Is At-Home Cryotherapy Skincare As Effective As A Cryofacial?
“At-home cooling tools like masks or ice rollers feel good and can help with swelling.
[However], know that there is a limit to what they can accomplish,” says Dr. Engelman. If you’re using it a few times a month and like the outcome, that’s great—but if you have any concerns or you aren’t seeing the results you want, consider reaching out to a dermatologist, suggests the skin specialist.
“These at-home treatments are definitely not as effective as a professional treatment, especially if your goal is to improve skin texture and tone,” says Dr. Ward. “An in-office treatment takes the cooling treatment further than just an overall chill, resulting in a calm, clear skin,” agrees Dr. Engelman.
The Flip Side Of Cryotherapy Skincare
“Using cryotherapy is great, but it’s not without side effects, if not done properly,” says Dr. Ward. There have been reports of pigment problems and even cases of frostbite as a result, he adds.
In addition, “those with darker skin types should proceed with caution because of the risk of discoloration,” Dr. Davis advises.
“Also, anyone with an active infection or open breaks or cuts in the skin should avoid this treatment until healed,” suggests Dr. Davis.
The best and safest route is to have a chat with your dermatologist prior to trying out the treatment to determine if it’s the right fit for you and how to incorporate it into your skincare routine.
Cryotherapy Cannot Replace Your Skincare Routine
Just like any other supplemental skin treatment (think chemical peels, microneedling, blue light therapy, etc.), cryotherapy is not a “magic bullet” substitute for a good skincare routine.

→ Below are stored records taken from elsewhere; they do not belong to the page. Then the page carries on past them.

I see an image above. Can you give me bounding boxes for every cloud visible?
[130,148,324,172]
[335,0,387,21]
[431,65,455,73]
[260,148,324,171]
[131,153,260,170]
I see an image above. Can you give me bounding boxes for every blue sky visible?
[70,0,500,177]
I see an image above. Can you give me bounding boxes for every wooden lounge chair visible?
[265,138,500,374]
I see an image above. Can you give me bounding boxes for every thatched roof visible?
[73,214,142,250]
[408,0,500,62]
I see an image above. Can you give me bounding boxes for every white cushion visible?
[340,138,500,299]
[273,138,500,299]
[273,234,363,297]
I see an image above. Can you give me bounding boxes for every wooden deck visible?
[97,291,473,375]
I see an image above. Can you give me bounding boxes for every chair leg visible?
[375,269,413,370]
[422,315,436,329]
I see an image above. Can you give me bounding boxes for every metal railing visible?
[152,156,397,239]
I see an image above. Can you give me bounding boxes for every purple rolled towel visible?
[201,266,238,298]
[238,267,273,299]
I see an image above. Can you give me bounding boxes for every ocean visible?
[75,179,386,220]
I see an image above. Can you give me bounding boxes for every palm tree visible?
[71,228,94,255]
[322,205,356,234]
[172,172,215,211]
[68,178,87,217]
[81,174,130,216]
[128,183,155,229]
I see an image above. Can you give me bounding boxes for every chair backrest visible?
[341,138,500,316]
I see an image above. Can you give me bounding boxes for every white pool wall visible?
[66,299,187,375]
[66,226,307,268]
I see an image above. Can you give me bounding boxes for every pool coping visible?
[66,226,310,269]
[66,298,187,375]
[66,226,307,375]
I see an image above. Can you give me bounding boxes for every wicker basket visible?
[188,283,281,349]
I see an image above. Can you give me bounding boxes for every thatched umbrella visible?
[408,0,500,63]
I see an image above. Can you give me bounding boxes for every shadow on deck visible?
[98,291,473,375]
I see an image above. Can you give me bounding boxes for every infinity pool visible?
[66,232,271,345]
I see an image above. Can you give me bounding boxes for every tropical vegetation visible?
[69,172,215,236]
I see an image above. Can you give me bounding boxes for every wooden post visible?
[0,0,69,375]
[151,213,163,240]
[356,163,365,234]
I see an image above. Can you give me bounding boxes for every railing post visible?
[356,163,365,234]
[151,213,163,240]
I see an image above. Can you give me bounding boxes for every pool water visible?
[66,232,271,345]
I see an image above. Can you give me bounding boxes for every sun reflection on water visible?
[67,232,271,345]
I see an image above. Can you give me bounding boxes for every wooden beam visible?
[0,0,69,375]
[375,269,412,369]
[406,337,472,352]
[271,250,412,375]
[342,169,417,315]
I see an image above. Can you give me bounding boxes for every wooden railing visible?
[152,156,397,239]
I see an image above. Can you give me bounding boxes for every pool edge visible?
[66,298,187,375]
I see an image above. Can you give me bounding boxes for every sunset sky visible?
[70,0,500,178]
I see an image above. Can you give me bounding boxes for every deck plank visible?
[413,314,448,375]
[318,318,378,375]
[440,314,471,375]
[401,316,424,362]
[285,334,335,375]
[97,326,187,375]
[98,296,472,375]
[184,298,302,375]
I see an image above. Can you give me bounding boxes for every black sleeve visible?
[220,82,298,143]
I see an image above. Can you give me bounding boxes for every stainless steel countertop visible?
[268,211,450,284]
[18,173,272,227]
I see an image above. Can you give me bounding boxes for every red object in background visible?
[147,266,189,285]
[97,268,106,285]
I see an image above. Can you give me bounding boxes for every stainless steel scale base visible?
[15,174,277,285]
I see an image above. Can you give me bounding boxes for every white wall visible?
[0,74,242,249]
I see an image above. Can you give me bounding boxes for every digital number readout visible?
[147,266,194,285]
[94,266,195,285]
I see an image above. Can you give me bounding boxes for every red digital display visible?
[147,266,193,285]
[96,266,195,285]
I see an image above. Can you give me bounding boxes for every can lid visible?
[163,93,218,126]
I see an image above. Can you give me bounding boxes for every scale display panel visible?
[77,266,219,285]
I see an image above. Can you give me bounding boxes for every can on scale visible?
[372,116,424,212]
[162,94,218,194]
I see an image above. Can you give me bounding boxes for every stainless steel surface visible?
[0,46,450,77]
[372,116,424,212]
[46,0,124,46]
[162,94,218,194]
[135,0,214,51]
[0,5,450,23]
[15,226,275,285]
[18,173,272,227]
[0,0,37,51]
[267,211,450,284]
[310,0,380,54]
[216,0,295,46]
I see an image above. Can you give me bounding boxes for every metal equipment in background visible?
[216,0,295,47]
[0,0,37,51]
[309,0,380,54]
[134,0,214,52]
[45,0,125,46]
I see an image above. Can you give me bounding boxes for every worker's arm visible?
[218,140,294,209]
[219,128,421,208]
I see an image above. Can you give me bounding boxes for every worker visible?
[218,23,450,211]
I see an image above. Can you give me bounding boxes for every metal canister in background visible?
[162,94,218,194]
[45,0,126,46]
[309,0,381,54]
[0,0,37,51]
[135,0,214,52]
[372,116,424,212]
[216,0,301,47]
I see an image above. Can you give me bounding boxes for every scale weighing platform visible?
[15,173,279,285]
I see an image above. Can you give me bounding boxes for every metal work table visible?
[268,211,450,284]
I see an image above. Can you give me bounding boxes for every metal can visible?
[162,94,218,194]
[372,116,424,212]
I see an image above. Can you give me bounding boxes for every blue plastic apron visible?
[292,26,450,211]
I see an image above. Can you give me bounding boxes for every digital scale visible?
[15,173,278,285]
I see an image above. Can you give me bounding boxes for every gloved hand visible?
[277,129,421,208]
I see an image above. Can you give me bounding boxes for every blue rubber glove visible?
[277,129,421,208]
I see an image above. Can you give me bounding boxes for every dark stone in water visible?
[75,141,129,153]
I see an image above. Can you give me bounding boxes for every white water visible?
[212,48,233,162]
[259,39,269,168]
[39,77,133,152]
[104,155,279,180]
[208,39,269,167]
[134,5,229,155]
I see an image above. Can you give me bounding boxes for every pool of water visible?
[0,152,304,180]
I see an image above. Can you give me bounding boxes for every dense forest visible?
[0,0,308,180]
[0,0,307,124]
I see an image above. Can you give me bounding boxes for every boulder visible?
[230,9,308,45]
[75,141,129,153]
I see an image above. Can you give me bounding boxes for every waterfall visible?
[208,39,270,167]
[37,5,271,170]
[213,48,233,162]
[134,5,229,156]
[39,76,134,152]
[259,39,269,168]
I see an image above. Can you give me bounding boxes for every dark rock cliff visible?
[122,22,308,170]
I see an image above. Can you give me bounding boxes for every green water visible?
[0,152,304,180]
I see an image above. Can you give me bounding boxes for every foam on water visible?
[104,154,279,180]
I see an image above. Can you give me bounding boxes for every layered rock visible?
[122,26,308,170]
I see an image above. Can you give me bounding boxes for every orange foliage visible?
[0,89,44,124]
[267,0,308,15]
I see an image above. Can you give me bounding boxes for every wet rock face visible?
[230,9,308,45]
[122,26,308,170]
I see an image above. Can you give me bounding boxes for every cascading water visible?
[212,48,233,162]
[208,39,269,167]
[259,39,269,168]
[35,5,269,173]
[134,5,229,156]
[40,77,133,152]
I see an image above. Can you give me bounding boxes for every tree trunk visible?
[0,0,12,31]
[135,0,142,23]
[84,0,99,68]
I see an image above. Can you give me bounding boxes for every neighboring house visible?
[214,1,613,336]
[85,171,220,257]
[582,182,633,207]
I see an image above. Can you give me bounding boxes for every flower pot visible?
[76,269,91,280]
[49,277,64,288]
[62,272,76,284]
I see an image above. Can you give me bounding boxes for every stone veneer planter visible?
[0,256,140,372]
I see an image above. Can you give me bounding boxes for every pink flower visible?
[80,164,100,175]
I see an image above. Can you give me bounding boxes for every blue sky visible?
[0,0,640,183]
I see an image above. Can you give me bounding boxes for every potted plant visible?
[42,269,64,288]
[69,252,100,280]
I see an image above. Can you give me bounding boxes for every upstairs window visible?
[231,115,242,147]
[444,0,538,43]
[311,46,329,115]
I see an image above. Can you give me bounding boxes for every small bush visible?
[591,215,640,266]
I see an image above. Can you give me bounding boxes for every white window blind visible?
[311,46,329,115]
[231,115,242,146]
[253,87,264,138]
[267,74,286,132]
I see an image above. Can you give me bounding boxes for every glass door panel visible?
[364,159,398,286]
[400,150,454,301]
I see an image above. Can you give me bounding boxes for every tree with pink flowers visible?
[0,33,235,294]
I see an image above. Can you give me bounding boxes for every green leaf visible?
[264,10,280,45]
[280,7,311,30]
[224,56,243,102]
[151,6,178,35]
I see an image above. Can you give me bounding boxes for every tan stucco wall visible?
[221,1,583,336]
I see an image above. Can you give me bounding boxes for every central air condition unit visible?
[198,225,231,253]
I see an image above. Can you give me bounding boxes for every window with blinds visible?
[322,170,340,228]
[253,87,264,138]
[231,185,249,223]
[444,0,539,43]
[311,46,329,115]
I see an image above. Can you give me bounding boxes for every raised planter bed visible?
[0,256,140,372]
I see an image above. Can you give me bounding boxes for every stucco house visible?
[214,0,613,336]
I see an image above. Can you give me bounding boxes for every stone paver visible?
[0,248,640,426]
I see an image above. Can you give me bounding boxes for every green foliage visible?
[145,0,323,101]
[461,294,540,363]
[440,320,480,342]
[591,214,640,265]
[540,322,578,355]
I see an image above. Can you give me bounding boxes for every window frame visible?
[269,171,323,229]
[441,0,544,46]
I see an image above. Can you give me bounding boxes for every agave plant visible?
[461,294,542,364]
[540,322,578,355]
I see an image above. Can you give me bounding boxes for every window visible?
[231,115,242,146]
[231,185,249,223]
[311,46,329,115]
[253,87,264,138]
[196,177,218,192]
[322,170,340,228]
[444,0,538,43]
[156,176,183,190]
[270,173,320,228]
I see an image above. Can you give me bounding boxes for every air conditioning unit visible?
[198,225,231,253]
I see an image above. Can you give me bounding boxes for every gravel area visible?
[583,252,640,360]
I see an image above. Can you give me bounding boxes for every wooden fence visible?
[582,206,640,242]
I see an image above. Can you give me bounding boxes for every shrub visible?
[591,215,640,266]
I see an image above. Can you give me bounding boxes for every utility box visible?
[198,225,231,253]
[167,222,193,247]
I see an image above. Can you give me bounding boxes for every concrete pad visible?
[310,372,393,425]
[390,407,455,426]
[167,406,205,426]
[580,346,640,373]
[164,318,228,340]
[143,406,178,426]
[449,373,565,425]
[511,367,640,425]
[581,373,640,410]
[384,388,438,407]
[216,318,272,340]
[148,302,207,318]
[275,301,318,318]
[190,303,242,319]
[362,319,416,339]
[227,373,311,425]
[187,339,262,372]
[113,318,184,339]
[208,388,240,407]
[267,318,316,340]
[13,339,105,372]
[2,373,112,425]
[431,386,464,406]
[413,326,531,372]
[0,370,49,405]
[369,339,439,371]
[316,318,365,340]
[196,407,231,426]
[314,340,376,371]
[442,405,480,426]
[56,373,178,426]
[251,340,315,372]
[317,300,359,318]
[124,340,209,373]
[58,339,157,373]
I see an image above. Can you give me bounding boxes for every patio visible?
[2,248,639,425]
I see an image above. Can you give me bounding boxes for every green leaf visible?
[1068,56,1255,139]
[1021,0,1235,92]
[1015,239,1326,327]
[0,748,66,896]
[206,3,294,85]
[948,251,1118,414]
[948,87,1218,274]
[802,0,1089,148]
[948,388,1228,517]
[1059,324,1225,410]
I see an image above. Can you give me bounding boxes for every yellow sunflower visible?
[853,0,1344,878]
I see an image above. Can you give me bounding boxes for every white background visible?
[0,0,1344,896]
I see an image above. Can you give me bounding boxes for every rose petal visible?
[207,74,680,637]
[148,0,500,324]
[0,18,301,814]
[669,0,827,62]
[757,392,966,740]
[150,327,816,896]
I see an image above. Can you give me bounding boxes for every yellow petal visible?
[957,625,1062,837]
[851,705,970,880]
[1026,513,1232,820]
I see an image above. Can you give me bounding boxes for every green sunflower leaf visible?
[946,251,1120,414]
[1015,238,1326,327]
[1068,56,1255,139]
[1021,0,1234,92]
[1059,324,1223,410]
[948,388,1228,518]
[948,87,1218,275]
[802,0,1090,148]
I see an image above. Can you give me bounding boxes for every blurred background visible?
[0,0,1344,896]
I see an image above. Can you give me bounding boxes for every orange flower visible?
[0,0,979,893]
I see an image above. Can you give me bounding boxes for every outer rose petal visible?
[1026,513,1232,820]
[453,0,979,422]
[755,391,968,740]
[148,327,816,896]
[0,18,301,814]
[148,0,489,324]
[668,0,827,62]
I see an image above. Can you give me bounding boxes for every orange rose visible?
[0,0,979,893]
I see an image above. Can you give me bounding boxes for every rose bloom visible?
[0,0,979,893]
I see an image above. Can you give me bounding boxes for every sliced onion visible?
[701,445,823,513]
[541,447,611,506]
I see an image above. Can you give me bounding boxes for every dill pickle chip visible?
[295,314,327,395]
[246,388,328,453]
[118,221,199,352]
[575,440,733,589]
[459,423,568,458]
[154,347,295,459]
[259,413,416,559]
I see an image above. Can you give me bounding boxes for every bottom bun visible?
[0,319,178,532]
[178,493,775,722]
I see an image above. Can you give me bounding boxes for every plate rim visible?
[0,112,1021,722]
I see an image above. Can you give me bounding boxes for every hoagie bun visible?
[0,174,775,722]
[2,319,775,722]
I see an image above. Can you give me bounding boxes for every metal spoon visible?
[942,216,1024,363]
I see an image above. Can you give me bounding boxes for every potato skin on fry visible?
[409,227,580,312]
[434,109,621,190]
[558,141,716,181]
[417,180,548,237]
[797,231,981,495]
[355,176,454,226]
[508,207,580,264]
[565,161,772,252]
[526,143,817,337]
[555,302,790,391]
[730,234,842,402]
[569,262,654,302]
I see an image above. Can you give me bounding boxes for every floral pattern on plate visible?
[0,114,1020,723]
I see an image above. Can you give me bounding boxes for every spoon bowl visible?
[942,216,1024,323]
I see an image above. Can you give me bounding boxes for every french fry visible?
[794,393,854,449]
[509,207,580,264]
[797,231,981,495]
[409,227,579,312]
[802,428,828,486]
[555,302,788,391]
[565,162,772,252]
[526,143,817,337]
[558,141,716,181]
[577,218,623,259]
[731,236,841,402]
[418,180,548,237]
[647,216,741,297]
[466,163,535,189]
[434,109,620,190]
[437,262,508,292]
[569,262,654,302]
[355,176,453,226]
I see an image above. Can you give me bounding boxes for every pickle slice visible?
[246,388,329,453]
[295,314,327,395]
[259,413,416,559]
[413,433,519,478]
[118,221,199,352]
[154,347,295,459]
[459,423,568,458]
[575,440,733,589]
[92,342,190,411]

It’s imperative to pair your cryotherapy skin sesh with a well-rounded skincare regimen for optimal results, notes Dr. Engelman. For example, if you are using cryotherapy for fine lines and wrinkles, consider also using an anti-aging, peptide-rich moisturizer like ISDIN’s Age Contour once a day to help promote those results, suggests the skincare expert. Or, if your primary concern is an uneven skin tone, consider using an antioxidant-rich serum like Skinbetter Science’s Even Tone Correcting Serum along with cryotherapy, she says.
Last, but far from least, wear sunscreen every single day—regardless of the weather. Dr. Engelman recommends ISDIN’s Eryfotona Ageless Tinted Mineral Sunscreen which not only protects your skin from UV rays but also repairs existing sun damage and reduces the appearance of wrinkles and fine lines.